Entrer en cinéphilie, c’est bien évidemment écouter son cœur autant (sinon plus) que sa raison. Tout bon mordu de 7ème Art a ses films de chevet mais aussi ses réalisateurs cultes et ses acteurs fétiches. Et plus fort est l’engouement, plus grande est la déception. Personne n’est parfait et je vous mets au défi de me dénicher une seule star qui ne se soit pas fourvoyée dans un nanar navrant pour se payer une nouvelle piscine. Le plus difficile demeure chez ces artistes en qui on a tellement placé d’espoirs. Ceux dont le succès (trop) immédiat nous a fait croire à des lendemains qui chantent, dont on a attendu le nouveau film en souhaitant secrètement qu’il soit encore meilleur que le précédent. Mais chez qui nous n’avons plus jamais retrouvé cette étincelle de génie qui les caractérisait. Leurs premières œuvres restent nos meilleurs souvenirs et, si l’on parle encore d’eux aujourd’hui, c’est en se remémorant le passé… Les souvenirs en bandoulière (et les regrets, aussi), je vous invite à suivre ce premier billet d’humeur nostalgique et grinçant.
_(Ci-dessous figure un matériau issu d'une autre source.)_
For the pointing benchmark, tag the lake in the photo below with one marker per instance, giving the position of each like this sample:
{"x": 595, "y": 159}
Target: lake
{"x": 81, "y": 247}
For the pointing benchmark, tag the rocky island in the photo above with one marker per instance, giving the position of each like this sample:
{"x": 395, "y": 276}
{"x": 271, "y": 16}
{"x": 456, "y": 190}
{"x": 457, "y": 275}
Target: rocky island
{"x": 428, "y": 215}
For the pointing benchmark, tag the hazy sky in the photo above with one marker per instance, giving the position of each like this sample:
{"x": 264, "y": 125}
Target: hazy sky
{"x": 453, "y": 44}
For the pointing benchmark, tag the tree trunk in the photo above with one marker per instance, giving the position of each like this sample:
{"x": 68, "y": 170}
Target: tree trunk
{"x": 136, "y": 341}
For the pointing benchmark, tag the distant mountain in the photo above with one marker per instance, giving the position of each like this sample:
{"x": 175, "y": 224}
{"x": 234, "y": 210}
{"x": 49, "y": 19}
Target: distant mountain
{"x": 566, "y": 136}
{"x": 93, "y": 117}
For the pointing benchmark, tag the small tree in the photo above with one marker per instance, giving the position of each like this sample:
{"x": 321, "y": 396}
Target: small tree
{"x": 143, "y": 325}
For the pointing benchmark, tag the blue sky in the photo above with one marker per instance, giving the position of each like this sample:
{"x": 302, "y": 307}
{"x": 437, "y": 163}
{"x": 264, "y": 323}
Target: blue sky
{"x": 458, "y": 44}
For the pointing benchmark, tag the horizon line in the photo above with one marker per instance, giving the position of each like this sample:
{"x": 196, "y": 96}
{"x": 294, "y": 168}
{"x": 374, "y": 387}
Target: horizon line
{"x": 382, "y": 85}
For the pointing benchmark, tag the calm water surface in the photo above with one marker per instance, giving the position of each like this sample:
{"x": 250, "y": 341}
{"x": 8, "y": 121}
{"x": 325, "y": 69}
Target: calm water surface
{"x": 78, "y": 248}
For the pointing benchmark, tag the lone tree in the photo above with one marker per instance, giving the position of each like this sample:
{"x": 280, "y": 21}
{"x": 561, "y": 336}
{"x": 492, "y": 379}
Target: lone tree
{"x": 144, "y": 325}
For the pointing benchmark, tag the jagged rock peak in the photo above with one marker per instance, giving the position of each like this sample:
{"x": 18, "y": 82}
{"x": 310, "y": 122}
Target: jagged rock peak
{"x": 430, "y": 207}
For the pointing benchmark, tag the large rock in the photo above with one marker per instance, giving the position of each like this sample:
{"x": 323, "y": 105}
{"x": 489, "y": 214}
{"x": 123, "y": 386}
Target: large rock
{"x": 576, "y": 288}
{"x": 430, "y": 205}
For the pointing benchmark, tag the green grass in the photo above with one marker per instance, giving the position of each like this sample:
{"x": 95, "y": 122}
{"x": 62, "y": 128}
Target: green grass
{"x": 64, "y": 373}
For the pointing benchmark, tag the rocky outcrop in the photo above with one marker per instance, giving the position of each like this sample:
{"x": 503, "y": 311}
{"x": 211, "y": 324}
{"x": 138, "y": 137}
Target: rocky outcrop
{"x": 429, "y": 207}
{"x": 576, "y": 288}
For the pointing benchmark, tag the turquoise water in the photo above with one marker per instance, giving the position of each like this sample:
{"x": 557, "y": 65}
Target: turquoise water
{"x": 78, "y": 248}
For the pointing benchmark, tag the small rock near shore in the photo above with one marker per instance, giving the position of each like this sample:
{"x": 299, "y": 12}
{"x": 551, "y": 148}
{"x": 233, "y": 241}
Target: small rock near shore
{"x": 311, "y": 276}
GODARD OU LES VESTIGES DE LA NOUVELLE VAGUE

À tout seigneur, tout honneur. Jena-Luc Godard est celui qui m’a poussé à écrire cet article. Alors que le 67ème Festival de Cannes s’est achevé il y a quelques semaines, l’un des réalisateurs phares de la mythique Nouvelle Vague y a brillé… par son absence. Sélectionné pour son dernier film ADIEU AU LANGAGE, récompensé pour le prix du Jury (ex-æquo avec Xavier Dolan), le réalisateur grincheux n’a pas souhaité se déplacer et jouer le jeu des mondanités. On peut le comprendre, c’est vrai. Le résultat de ce mépris fut que l’on n’a jamais autant parlé de lui depuis longtemps !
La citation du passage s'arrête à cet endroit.